Agradeço aos que me ensinam a ser padre. Aos bispos e irmãos no ministério ordenado aqui presentes, obrigado pelo privilégio de sua amizade e complacência, quando sou fraco e pecador. Grato sou às queridíssimas religiosas deste Mosteiro que me tocam pela sua simplicidade e vivência do voto de pobreza, impulsionando-me para Cristo no Sacrário. Aos irmãos que frequentam esta comunidade, muito obrigado pela paciência e caridade com que me suportam. Perdão por minha desatenção e eventuais incompreensões.

Não seria justo se não agradecesse a minha família, meus formadores, médicos, fisioterapeutas, colegas de instituições acadêmicas e culturais, e amigos. Neste dia, uma palavra de profundo reconhecimento aos meus irmãos por afeto e adoção, que cuidam de mim, por muito mais da metade de minha existência. Saudade do meu irmãozinho deficiente visual, o qual me provava que se vê melhor com os olhos da alma. No ano passado, ele foi contemplar a face de Deus. Uma palavra de gratidão a Monsenhor Expedito Sobral de Medeiros, que me batizou, na Matriz de Jucurutu. E, mais de duas décadas depois, ali mesmo, no dia da minha ordenação sacerdotal, ao beijar minhas mãos ungidas, dissera-me: “Joãozinho, evangelizamos mais de joelhos, pela escuta, com ternura, alegria e oração, do que com nossos sermões.” A Dom Manuel Tavares de Araújo, gratidão por tantos ensinamentos e por ter me recomendado, após ungir minhas mãos: “Padre João, tenha um olhar compassivo para todos. O sacerdócio do qual você foi investido não lhe pertence, é dos cristãos. Seja sempre um irmão de todos. É o que os fiéis esperam de você.”

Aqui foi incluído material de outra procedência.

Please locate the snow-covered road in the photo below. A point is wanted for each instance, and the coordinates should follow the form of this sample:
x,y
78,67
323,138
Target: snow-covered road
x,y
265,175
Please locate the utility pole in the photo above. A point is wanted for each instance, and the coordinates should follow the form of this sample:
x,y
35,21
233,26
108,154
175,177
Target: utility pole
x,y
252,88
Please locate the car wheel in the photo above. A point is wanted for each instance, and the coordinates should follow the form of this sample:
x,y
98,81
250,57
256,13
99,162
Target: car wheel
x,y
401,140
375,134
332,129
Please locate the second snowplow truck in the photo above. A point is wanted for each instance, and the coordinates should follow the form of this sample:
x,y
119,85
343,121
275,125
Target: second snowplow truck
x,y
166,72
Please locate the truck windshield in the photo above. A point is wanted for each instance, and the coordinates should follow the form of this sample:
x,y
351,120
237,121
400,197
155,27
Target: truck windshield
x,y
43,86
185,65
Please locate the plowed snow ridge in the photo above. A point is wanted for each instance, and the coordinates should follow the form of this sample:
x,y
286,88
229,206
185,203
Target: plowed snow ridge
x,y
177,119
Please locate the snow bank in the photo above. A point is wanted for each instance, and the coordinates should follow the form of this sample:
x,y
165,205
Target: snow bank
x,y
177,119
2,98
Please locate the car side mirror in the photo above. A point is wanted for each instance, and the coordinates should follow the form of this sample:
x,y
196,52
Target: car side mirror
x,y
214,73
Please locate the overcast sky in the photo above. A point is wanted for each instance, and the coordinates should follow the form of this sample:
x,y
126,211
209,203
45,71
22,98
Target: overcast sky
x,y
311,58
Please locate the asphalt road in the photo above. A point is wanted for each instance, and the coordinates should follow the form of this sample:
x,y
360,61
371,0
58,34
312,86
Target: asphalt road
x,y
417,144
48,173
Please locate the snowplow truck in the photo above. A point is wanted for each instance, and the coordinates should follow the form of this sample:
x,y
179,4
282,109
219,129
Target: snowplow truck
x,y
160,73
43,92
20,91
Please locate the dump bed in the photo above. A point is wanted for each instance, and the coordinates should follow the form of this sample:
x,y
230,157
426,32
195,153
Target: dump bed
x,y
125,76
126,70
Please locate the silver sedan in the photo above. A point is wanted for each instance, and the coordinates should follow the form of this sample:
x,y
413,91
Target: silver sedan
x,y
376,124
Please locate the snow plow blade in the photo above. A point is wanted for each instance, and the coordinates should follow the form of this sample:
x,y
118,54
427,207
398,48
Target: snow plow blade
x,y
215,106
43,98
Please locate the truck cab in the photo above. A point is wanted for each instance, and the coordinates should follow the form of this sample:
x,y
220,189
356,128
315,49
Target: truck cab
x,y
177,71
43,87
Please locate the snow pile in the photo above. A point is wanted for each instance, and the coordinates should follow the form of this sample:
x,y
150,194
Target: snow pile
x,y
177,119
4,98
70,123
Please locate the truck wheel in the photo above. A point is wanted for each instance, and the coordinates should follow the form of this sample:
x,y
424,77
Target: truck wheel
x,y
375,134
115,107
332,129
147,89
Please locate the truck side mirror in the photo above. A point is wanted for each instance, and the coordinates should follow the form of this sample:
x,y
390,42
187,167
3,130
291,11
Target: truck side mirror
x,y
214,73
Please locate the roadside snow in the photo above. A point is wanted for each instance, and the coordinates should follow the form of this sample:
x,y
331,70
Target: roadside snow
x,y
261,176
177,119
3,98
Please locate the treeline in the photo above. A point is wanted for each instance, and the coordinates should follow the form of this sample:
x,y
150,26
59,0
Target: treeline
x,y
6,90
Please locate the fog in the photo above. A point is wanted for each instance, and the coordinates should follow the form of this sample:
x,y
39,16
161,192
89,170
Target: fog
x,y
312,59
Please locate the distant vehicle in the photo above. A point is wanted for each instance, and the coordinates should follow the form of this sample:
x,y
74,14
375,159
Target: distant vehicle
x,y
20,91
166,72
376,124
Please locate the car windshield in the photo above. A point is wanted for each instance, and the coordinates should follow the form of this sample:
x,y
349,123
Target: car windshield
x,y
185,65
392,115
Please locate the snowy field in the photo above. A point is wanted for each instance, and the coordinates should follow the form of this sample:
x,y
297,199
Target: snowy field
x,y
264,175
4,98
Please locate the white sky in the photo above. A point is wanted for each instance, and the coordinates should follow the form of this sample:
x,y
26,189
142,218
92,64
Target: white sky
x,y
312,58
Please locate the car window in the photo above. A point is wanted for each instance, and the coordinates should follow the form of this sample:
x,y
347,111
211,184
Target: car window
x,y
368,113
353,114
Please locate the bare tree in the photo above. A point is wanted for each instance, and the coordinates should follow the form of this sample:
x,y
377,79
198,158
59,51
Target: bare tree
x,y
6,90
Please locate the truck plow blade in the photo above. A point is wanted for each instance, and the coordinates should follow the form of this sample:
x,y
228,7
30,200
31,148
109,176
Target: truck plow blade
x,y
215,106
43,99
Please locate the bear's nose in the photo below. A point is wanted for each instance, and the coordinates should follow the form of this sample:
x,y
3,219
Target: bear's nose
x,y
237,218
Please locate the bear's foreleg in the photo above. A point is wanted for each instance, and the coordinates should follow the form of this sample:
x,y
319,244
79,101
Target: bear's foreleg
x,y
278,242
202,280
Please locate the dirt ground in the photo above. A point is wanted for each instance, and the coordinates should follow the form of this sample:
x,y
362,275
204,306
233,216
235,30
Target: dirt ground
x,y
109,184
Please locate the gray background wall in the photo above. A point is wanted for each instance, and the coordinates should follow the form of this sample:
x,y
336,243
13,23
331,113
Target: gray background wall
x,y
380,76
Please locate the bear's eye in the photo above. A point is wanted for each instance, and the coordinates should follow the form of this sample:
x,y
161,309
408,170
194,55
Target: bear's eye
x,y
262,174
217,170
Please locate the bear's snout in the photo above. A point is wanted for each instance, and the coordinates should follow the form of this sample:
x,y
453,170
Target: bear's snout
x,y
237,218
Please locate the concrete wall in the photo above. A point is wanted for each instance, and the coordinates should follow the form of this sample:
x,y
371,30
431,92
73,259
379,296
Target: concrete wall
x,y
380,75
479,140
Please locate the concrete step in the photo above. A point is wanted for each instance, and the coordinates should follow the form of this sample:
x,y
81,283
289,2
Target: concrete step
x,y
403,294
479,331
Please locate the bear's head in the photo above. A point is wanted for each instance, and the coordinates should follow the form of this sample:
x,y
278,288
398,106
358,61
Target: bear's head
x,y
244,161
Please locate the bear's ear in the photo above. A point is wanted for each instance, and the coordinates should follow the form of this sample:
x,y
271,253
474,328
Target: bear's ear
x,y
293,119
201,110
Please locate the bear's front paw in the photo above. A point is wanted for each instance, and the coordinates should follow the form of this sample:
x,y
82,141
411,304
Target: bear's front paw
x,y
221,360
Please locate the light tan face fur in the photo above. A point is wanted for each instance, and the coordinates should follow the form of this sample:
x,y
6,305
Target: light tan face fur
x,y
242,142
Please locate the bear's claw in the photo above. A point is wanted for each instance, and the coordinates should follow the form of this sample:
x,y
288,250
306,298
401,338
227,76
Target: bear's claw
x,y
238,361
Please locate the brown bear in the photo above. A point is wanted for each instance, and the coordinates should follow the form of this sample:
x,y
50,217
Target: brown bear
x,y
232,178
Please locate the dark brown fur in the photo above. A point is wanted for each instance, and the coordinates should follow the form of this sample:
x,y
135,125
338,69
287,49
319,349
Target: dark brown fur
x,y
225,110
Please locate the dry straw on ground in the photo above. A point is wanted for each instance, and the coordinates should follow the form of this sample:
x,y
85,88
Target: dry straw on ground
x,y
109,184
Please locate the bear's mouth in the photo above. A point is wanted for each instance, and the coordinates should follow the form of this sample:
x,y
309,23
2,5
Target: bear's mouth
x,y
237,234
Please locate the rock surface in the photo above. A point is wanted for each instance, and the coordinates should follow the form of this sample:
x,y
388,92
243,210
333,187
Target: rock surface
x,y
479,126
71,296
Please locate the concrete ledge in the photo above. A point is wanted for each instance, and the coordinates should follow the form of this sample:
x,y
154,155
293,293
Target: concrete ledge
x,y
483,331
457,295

Amigos e irmãos, grato lhes sou. Continuem rezando por mim, até quando Cristo me chamar à sua presença celeste. Deus me torne lúcido para poder rezar diariamente, como Santo Inácio de Loyola: “Tudo o que tenho, foste Tu que me deste, a Ti devolvo. Tudo é teu, podes dispor. Concede-me teu amor e tua graça. Isso me basta.” Direi como Santo Agostinho: “Um dia, Tu me chamaste e me tocaste. Por isso, sinto fome e sede de Ti. Vivo constantemente no desejo de tua paz!” Meus irmão e amigos, a Cristo prometi um dia servir por toda a minha vida. Deus abençoe todos! Amém.